Second is to enable connections across and beyond government. This includes fostering communication and information sharing across and beyond government, by harmonizing rules and developing connection points and networks. Civil servants should have at their disposal means of connecting with each other formally and informally, and for connecting with the public. Governments can foster these connections by building cross-cutting networks and providing platforms for collaboration across organizations and sectors. Governments should enable these connections through clear policy that ensures civil servants are empowered to reach across boundaries, have conversations and share information.

Third is to promote trust through transparency and responsiveness. To build long-term innovative capacity, citizens must trust that the government has their best interests at heart; otherwise, they are unlikely to cooperate with user-centered approaches and accept the outcomes of new policies and services. Governments can help build this trust by being open about activities and decisions that affect people. However, transparency is not enough. Citizen input must be considered and acted on, as appropriate, in visible ways.

Finally, the government should forge partnerships with all relevant players. Although many countries are insourcing and building up skills and abilities inside governments, governments cannot do it all. Strategic and ongoing partnerships must be forged with civil society organizations, businesses, experts, and the public. Each of these has unique strengths and competencies, and innovation in government accomplishes its biggest successes when all three come together. Civil servants must therefore have the ability to balance and interpret the sometimes competing priorities of these different groups, and be empowered to make decisions on how to proceed with what they learn. Governments from other jurisdictions and countries can also serve as useful partners, as many share common challenges and may have devised solutions that can be replicated or learned from.

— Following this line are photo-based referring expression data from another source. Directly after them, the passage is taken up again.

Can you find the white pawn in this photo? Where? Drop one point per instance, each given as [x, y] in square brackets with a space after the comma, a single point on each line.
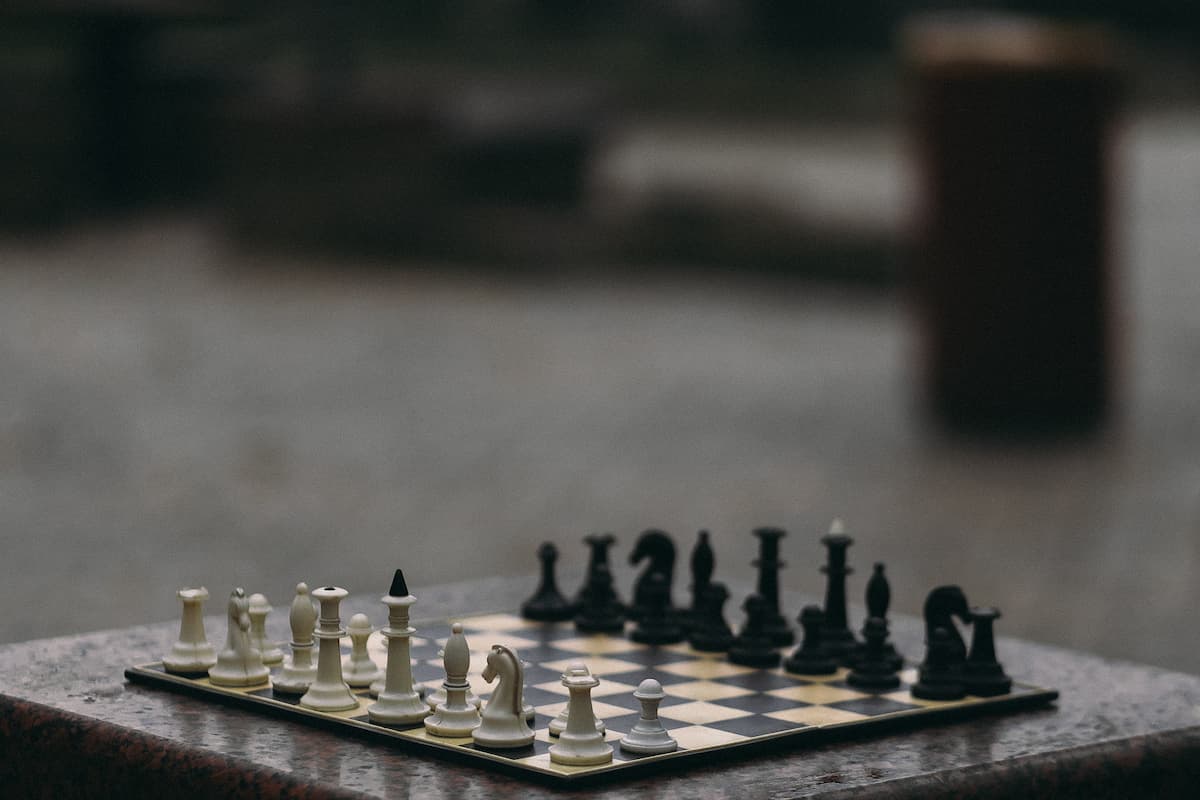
[358, 668]
[239, 663]
[455, 716]
[580, 744]
[328, 691]
[299, 671]
[648, 735]
[258, 611]
[191, 654]
[558, 725]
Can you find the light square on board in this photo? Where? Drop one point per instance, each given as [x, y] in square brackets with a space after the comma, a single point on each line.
[700, 713]
[707, 690]
[817, 693]
[696, 737]
[816, 715]
[599, 644]
[493, 623]
[600, 709]
[706, 668]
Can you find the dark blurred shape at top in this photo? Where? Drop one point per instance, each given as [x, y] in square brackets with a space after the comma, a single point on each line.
[1012, 120]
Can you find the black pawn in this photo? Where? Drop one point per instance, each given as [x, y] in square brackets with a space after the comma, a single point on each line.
[657, 548]
[709, 631]
[941, 673]
[835, 636]
[599, 609]
[874, 668]
[809, 659]
[657, 625]
[753, 647]
[547, 605]
[598, 563]
[702, 564]
[984, 677]
[768, 563]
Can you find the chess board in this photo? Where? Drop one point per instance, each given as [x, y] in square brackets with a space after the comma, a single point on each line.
[711, 704]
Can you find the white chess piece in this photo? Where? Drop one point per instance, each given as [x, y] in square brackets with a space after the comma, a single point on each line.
[580, 744]
[328, 691]
[399, 703]
[455, 716]
[558, 725]
[258, 611]
[191, 654]
[299, 671]
[239, 663]
[359, 668]
[648, 735]
[436, 693]
[503, 722]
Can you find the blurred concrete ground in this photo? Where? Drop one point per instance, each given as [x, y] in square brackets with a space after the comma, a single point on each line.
[175, 411]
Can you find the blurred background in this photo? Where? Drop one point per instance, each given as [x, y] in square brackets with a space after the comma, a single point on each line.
[312, 290]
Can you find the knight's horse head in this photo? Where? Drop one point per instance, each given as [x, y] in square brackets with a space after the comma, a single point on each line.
[941, 605]
[658, 547]
[947, 601]
[504, 662]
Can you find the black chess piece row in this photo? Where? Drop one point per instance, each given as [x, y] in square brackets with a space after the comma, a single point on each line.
[948, 671]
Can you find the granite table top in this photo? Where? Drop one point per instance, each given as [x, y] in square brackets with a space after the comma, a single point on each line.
[71, 726]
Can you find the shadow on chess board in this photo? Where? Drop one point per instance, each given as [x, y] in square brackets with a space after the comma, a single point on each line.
[712, 707]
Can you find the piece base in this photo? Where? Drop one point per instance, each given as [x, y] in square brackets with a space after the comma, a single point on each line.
[581, 759]
[240, 678]
[649, 749]
[939, 691]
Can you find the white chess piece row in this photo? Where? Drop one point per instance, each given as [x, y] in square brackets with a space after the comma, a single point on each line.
[451, 711]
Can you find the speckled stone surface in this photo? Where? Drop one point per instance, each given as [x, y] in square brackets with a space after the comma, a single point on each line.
[71, 726]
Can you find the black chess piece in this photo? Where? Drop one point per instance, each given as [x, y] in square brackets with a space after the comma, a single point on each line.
[598, 558]
[709, 631]
[547, 605]
[657, 625]
[837, 638]
[983, 675]
[658, 548]
[809, 659]
[702, 564]
[753, 647]
[941, 606]
[879, 597]
[874, 668]
[769, 564]
[599, 611]
[941, 672]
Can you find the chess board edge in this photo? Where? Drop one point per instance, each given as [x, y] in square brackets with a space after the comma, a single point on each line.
[537, 765]
[151, 674]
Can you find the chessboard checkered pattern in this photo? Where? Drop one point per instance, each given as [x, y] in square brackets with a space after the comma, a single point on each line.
[711, 703]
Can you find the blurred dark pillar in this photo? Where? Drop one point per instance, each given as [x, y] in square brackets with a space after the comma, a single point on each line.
[1012, 122]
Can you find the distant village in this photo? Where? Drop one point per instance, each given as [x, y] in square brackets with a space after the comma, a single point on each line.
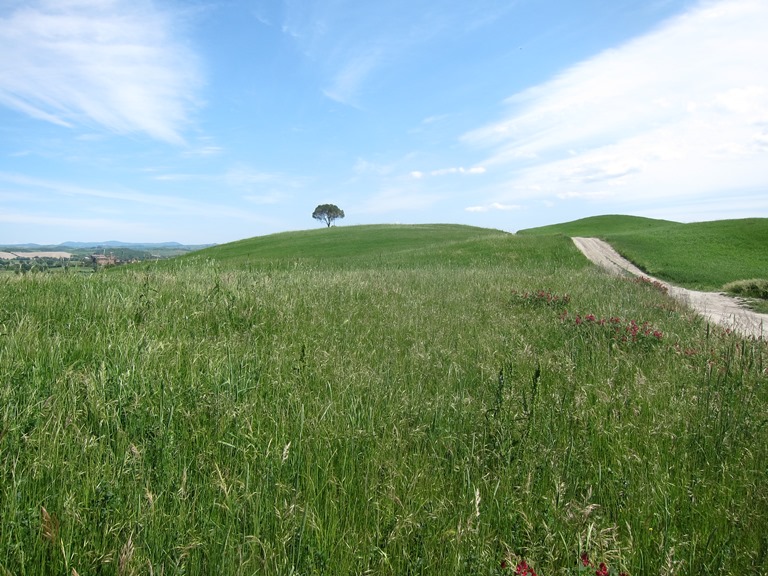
[45, 261]
[84, 259]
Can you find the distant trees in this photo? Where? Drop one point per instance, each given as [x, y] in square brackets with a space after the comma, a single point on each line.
[327, 213]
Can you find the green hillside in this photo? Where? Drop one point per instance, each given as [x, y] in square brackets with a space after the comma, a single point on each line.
[600, 226]
[700, 255]
[364, 247]
[389, 400]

The so-called Comelec debt fiasco with Sofitel is a classic example of how public or government finances work. Citizens may surmise all types of allegations here - but for me, I still want to see it as part of the procurement process. Government procurement process is a nightmare. So, for innovators who want to fully actualize and create really mind-blowing impactful programs in government, think again.

The government bias toward hard projects is not only a political thing -- it is a whole-of-government mindset. The process, the red tape, the dynamics, the politics, the lack of foresight, and many more -- all rolled into one fiasco. It is easier to procure a ballpen and paper than fund an innovation project. In the middle of my term as councilor, I was forced to choose to recommend a drainage construction instead of a holistic set of interventions to upskill and reskills the workforce for various niche areas like software development, animation, game development and other technologies. I know the drainage work is important and in fact, should be taken from the general fund and not on a project fund supposedly for programs I wish to recommend under my committees.

In one instance, I was able to secure a national government sponsorship for a major tourism project in Bacolod -- funds to pay for the convention hall. I rigorously processed the papers but due again to political dynamics and the protracted process, the national fund was never released, and I paid the convention hall on my own in monthly installments because the amount was huge. That is the reality of government finances. This is the frustration of people who want to do more inside government.

Today, the government probably, both at the local and national level, is a contender for the greatest number of long-standing accounts with the private sector. Before we criticize people in government about transparency and accountability -- let us understand -- how slow, restrictive, limited, shortsighted public finance is in the Philippines. It is like there is a consensus that every public fund will be stolen, and will be misused, so let us restrict its use, make the process tedious, and limit how it can be used. Sadly, the result is different - for innovators who want public resources to be put to good use -- we leave the system. For those who do not care how it is used, they follow the rules but find a way to misuse the funds.